Reported changes in local practice following the NCA feedback
“I think there’s more ownership, ward-based […] I think there’s a better understanding, it’s everybody’s problem, but also the importance of why we’re trying to reduce falls, and it’s not just another audit.” H5_Matron.
“I think there’s more awareness on the wards and kind of the ward level staff about falls. I think people are more aware of the potential consequences […] I think people talk more about falls and trying to prevent them within the hospital.” H7_Consultant.
“So I think it highlighted areas where we weren’t doing too well in, and […] it made us concentrate on seven aspects. People were able to focus on those seven different areas, and that translated into less falls and less harm for the trust and for patients.” H5_Consultant.

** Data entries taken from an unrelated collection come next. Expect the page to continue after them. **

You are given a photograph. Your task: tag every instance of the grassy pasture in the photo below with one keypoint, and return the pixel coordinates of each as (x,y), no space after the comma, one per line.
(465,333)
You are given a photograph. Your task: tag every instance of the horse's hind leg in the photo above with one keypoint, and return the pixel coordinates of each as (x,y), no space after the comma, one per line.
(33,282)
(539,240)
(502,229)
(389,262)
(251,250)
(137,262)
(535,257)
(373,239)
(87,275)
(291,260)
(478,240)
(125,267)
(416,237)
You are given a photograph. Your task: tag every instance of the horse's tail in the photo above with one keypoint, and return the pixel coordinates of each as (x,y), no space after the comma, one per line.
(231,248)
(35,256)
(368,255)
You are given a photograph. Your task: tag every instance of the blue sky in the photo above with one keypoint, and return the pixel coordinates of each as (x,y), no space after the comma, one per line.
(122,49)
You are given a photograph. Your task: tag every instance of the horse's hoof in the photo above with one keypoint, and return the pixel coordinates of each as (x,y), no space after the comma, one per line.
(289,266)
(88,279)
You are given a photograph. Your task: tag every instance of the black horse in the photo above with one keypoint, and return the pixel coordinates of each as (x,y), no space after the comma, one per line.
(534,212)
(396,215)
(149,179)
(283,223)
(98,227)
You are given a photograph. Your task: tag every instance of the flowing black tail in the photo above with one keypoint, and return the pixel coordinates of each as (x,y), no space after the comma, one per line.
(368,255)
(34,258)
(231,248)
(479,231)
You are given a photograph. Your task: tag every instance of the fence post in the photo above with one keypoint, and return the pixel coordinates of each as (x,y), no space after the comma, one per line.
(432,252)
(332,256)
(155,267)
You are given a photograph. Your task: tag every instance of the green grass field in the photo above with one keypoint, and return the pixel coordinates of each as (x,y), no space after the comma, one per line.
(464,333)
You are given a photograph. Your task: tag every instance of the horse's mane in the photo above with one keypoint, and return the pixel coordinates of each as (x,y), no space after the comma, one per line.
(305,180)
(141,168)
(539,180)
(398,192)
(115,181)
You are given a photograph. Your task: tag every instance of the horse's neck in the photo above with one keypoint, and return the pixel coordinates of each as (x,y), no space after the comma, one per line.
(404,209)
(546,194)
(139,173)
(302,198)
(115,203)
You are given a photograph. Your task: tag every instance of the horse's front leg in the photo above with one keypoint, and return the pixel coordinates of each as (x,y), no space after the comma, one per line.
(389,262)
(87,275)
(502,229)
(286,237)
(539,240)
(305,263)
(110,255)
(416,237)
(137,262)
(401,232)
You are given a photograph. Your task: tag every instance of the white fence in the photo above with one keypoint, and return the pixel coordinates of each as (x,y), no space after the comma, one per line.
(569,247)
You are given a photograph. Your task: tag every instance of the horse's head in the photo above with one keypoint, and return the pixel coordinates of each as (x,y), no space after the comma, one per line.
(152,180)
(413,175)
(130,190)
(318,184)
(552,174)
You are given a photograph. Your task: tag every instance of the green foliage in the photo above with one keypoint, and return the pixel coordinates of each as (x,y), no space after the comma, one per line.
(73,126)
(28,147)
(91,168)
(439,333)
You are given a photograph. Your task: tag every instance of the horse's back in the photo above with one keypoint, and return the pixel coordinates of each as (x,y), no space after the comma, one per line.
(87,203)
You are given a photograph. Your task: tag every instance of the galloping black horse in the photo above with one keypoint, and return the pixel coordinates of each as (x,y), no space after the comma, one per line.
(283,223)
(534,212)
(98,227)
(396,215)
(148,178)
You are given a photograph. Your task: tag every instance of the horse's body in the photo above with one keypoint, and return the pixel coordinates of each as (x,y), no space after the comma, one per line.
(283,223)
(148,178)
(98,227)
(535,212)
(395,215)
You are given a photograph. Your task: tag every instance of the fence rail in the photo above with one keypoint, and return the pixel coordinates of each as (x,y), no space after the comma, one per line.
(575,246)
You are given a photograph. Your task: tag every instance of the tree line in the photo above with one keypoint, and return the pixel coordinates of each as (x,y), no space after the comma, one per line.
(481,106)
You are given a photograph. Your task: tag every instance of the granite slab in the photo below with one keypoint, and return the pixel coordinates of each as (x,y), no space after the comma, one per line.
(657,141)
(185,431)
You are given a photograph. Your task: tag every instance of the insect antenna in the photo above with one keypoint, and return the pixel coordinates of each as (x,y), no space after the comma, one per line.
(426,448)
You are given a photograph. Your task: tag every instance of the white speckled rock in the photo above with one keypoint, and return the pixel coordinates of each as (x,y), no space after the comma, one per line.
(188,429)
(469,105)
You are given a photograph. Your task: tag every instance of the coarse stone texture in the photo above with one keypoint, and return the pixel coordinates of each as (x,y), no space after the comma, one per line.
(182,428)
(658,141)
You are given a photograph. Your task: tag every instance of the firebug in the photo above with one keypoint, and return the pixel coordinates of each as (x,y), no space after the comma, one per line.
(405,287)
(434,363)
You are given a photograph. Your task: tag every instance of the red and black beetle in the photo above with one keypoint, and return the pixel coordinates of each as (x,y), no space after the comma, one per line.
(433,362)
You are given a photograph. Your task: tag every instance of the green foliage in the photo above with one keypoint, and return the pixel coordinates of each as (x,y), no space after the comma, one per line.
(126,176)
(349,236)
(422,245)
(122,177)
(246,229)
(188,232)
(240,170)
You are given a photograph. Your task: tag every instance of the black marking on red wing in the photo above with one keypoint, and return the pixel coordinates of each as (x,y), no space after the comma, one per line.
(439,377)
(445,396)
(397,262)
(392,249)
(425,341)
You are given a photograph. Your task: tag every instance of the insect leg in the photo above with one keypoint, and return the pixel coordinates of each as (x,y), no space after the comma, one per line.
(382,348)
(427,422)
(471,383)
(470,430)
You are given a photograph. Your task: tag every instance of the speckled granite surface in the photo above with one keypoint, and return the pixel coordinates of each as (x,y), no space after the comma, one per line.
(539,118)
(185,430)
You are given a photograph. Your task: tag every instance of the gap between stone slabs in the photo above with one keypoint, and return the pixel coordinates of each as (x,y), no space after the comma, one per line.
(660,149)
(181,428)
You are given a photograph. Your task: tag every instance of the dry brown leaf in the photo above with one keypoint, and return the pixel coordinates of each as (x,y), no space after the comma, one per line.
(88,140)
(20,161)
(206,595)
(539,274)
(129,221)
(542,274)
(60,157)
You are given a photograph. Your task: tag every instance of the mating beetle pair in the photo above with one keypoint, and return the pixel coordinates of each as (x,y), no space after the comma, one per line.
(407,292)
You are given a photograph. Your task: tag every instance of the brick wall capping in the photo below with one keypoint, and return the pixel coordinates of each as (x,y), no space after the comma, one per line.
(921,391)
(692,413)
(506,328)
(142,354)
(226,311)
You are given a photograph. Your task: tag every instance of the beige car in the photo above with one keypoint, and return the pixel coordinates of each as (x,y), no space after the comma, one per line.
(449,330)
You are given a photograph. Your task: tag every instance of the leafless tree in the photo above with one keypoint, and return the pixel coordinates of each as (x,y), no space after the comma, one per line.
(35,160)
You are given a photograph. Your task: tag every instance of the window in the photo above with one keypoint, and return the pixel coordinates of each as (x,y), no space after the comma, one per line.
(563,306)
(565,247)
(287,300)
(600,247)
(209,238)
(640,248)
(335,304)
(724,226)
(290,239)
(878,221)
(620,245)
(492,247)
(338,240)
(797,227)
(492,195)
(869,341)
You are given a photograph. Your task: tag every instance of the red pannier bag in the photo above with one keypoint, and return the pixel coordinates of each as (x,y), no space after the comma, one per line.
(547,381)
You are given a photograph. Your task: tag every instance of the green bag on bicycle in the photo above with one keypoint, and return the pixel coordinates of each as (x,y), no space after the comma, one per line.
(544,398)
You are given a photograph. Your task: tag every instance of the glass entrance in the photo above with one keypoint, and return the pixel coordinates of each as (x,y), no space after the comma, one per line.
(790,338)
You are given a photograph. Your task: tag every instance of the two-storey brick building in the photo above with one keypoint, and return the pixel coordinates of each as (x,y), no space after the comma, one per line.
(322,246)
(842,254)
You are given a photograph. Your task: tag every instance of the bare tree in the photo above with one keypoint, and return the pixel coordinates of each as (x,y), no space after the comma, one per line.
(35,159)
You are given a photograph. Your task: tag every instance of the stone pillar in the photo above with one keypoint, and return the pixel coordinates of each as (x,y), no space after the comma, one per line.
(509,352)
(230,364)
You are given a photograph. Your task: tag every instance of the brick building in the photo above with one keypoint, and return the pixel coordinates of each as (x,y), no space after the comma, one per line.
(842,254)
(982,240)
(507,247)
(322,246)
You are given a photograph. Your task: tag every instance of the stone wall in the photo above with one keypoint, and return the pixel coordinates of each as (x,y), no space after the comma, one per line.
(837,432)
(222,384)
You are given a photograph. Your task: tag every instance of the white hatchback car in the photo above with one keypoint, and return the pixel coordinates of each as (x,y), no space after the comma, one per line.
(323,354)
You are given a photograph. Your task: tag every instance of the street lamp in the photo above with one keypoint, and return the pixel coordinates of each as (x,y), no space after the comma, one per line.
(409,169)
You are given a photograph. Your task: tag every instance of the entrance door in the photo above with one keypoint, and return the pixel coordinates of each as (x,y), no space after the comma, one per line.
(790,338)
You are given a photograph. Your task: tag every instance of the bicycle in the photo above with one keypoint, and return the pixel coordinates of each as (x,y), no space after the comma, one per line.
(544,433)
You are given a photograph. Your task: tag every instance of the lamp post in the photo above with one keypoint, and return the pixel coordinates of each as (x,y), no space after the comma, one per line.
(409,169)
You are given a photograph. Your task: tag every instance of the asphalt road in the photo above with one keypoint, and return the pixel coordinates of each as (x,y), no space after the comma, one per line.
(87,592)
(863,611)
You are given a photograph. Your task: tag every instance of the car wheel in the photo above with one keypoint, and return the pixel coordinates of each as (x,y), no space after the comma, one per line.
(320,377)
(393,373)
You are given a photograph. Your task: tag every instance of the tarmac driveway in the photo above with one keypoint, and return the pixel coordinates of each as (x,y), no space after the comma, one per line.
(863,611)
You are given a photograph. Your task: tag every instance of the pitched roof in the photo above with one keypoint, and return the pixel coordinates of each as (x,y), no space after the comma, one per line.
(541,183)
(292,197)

“We have - we are trying - involvement with patients in preventing falls rather than giving information after a patient has fallen, actually making sure all at-risk patients and relatives have got a leaflet and information that they can use.” H2_Assistant Director of Nursing.
“I don’t feel just continuing looking at this is going to bring too much value, but I feel that looking at a different group of patients, say patients admitted like after a week, that would be more helpful to me. […] just repeating the same admissions audit I just felt is not that really going to be useful.” H4_Consultant.
“So although we’d put an initial changed programme in, it got impacted on when we went into an electronic patient record. So that’s been affected by a bigger change that happened across the whole organisation.” H1_Matron.
“I don’t think the local teams really changed very much as a result of the audit. […] I guess there was other priority from the safety boards, or from the trusts.” H4_Consultant.